David Green

David Green (Books) is the imprint under which I published booklets of my own poems. The original allocation of ISBN numbers is used up now, though. The 'Collected Poems' are now available as a pdf. The website is now what it has become, often more about music than books and not so often about poems. It will be about whatever suggests itself.

Thursday, 12 March 2020

Ensemble Concertante at Portsmouth Live!

Ensemble Concertante, Portsmouth Cathedral, Mar 12.

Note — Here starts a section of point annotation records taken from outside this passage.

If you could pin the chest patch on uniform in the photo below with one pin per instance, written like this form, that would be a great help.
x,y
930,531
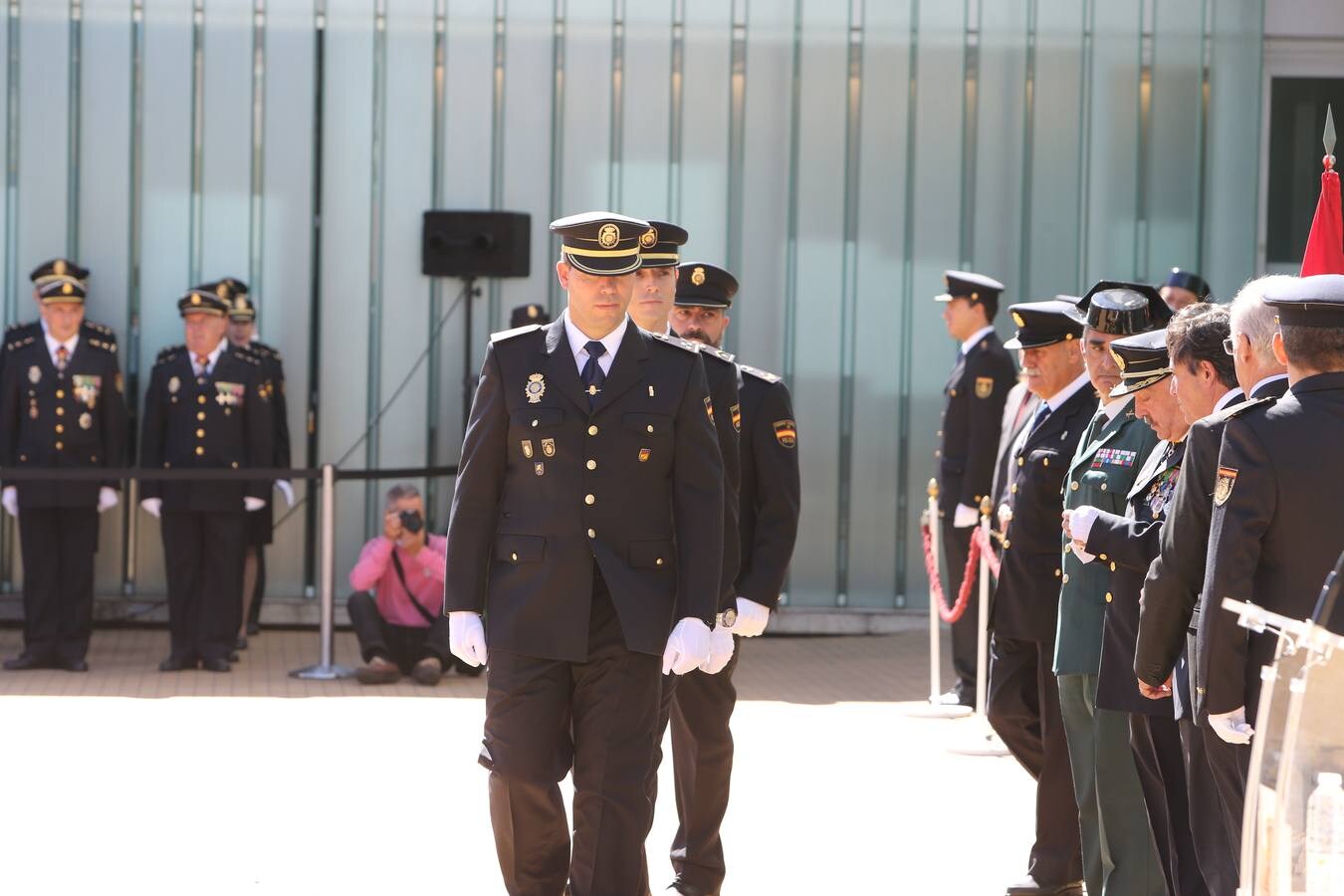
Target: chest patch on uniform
x,y
535,388
1113,457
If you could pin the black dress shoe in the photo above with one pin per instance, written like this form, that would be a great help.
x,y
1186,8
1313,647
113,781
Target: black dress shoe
x,y
24,661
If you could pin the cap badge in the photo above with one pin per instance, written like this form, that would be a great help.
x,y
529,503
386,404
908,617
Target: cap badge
x,y
535,388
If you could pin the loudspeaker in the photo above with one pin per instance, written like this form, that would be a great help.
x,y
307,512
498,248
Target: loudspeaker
x,y
476,243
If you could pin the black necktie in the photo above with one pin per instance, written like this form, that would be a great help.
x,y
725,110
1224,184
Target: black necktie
x,y
593,375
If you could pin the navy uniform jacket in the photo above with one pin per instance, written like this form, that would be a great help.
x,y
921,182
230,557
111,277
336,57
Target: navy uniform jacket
x,y
771,485
1170,608
1025,600
1275,533
1126,546
546,487
218,421
971,422
76,418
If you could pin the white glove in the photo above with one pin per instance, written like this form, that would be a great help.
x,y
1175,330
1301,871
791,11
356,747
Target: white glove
x,y
965,516
721,650
688,646
1232,726
108,499
752,618
467,637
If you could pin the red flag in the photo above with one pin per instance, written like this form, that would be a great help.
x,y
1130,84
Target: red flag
x,y
1325,243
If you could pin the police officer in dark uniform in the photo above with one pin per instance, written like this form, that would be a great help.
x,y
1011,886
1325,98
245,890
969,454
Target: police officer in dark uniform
x,y
207,407
587,526
1129,545
242,324
1278,507
1023,703
61,407
971,425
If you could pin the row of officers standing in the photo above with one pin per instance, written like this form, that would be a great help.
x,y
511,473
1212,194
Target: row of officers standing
x,y
1149,464
214,402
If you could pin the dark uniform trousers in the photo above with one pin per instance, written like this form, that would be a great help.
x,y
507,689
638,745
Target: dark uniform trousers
x,y
537,711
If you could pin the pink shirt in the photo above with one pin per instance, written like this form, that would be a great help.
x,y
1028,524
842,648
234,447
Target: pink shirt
x,y
423,575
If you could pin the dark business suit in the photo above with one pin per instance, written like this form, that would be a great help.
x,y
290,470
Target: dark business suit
x,y
971,426
72,418
583,533
1023,703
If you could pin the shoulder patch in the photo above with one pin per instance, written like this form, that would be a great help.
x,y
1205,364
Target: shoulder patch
x,y
760,373
518,331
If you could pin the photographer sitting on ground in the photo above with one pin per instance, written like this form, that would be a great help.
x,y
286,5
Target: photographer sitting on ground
x,y
402,630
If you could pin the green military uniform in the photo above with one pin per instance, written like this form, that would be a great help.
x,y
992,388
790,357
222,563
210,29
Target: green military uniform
x,y
1118,852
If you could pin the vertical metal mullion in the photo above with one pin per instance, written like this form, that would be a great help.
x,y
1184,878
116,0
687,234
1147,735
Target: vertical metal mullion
x,y
676,87
134,216
737,142
1028,150
907,281
198,140
257,207
378,189
849,291
438,114
615,131
74,117
553,288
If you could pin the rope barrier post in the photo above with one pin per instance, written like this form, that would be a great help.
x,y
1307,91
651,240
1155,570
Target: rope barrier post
x,y
934,627
326,668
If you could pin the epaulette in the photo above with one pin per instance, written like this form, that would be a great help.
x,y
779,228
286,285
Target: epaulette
x,y
761,375
667,338
510,334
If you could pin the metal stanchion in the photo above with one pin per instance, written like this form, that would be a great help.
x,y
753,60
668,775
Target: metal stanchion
x,y
326,668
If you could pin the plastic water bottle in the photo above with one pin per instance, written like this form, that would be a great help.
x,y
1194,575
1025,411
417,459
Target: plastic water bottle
x,y
1325,835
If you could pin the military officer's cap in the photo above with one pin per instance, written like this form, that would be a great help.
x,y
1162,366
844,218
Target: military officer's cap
x,y
57,269
660,245
61,292
1120,308
601,242
203,301
531,314
1194,283
961,284
705,287
1143,361
1309,301
1043,323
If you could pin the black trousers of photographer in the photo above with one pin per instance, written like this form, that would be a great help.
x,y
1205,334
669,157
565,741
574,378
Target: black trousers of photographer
x,y
403,645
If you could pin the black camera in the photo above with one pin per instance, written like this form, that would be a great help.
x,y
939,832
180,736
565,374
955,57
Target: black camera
x,y
411,522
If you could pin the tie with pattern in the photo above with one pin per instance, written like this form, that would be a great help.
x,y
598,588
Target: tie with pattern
x,y
593,375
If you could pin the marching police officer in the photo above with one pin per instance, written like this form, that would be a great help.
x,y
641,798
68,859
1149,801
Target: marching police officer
x,y
971,426
587,526
61,407
1118,852
242,326
1277,512
207,407
1170,612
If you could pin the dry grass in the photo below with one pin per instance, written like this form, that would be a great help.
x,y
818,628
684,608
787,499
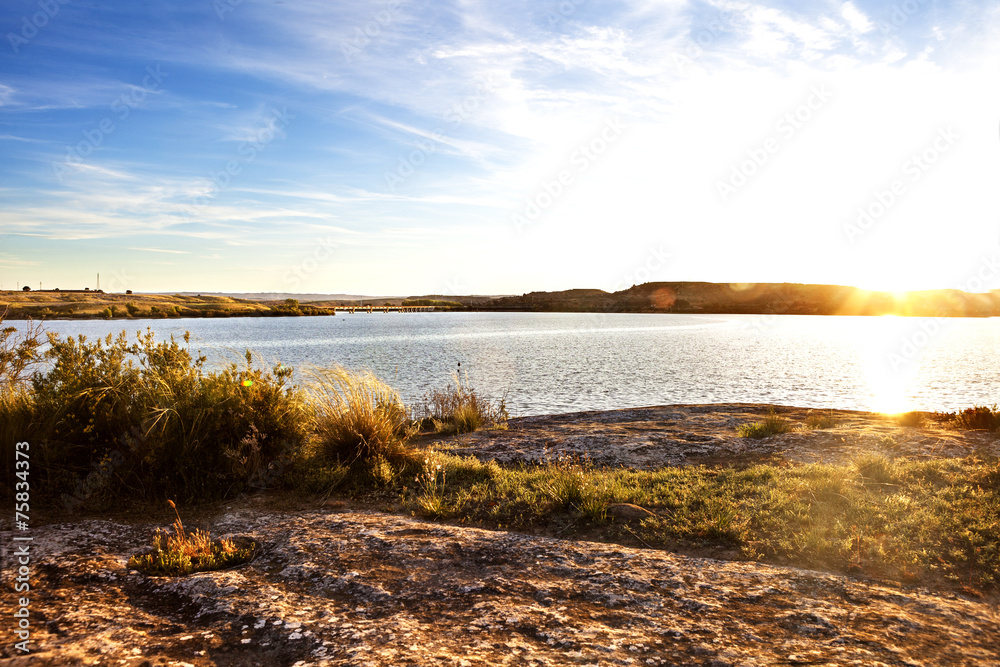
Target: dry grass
x,y
773,424
185,552
359,418
459,409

My first walk along the seafront since last September was a gusty one. There's a lot of air down there on a day like today. Which I thought was a good, contrived way of introducing the idea of wind instruments - Ensemble Concertante are four clarinets, which I don't see often among the piano, violin, cello and vocal music.
They began with an arrangement of the first movement of William Boyce's Symphony no. 1. Wonderful. I must upgrade my old cassette to a CD, it's been that long since I listened to him. Baroque decoration in four parts. I wouldn't have minded the whole symphony but Ensemble Concertante offer variety and the programme moved on.
The French Suite by Yvonne Desportes was recognizably that, and C20th and thus 'impressionistic' in its evocation of light, and perhaps Ravel. During sunlight, at lunchtime, the stained glass casts its colours onto the stone wall but the music
caught it better than my camera did.
At times, in different ways, both this and the Khasene March evoked Sidney Bechet's 'enormous yes' without the group quite moving into the jazz that their instruments do the flailing bits of so well. And the big one was a bass clarinet not a saxophone's uncle.
The composer Matthew Holloway was there to hear his Scherzo, more contemporary, stop-start and proof enough that the Ensemble are ensemble, with excellent timing and togetherness.
We were kindly put out of our anxities about where we had heard one of the two Gounod pieces before, Marche funebre d'une marionette, and the answer was Hitchcock Presents. Such was the blend of musical genres and between known and new.
The Dansa Latino di Maria del Realby Patrick Hiketick wasn't quite as Latin as the French Suite was French but provided a salsa finale to complete a real excursion into the potential of what is a lightly niche instrument but, wait, tonight's concert on the wireless is Brahms and Stephen Hough and all clarinet so perhaps it's World Clarinet Day and I didn't know.
After the morning wind and the lunchtime sunlight, it was quite severely raining at leaving time so a few minutes of stained glass and remembering George Villiers, 1st Duke of Buckingham, who was assassinated a few yards up the road in 1628, was enough to wait for it to stop, do my bit as a typical Southsea Remain Waitrose customer and come home to see the fruits of my best investment decision of the week- not to put the life savings on Paisley Park in the Stayers Hurdle. Swerving horse racing is saving me a fortune.
Thanks very much to Ensemble Concertante for an enlightening performance and Portsmouth Live! for being there. Maybe we can have the whole Boyce symphony one day.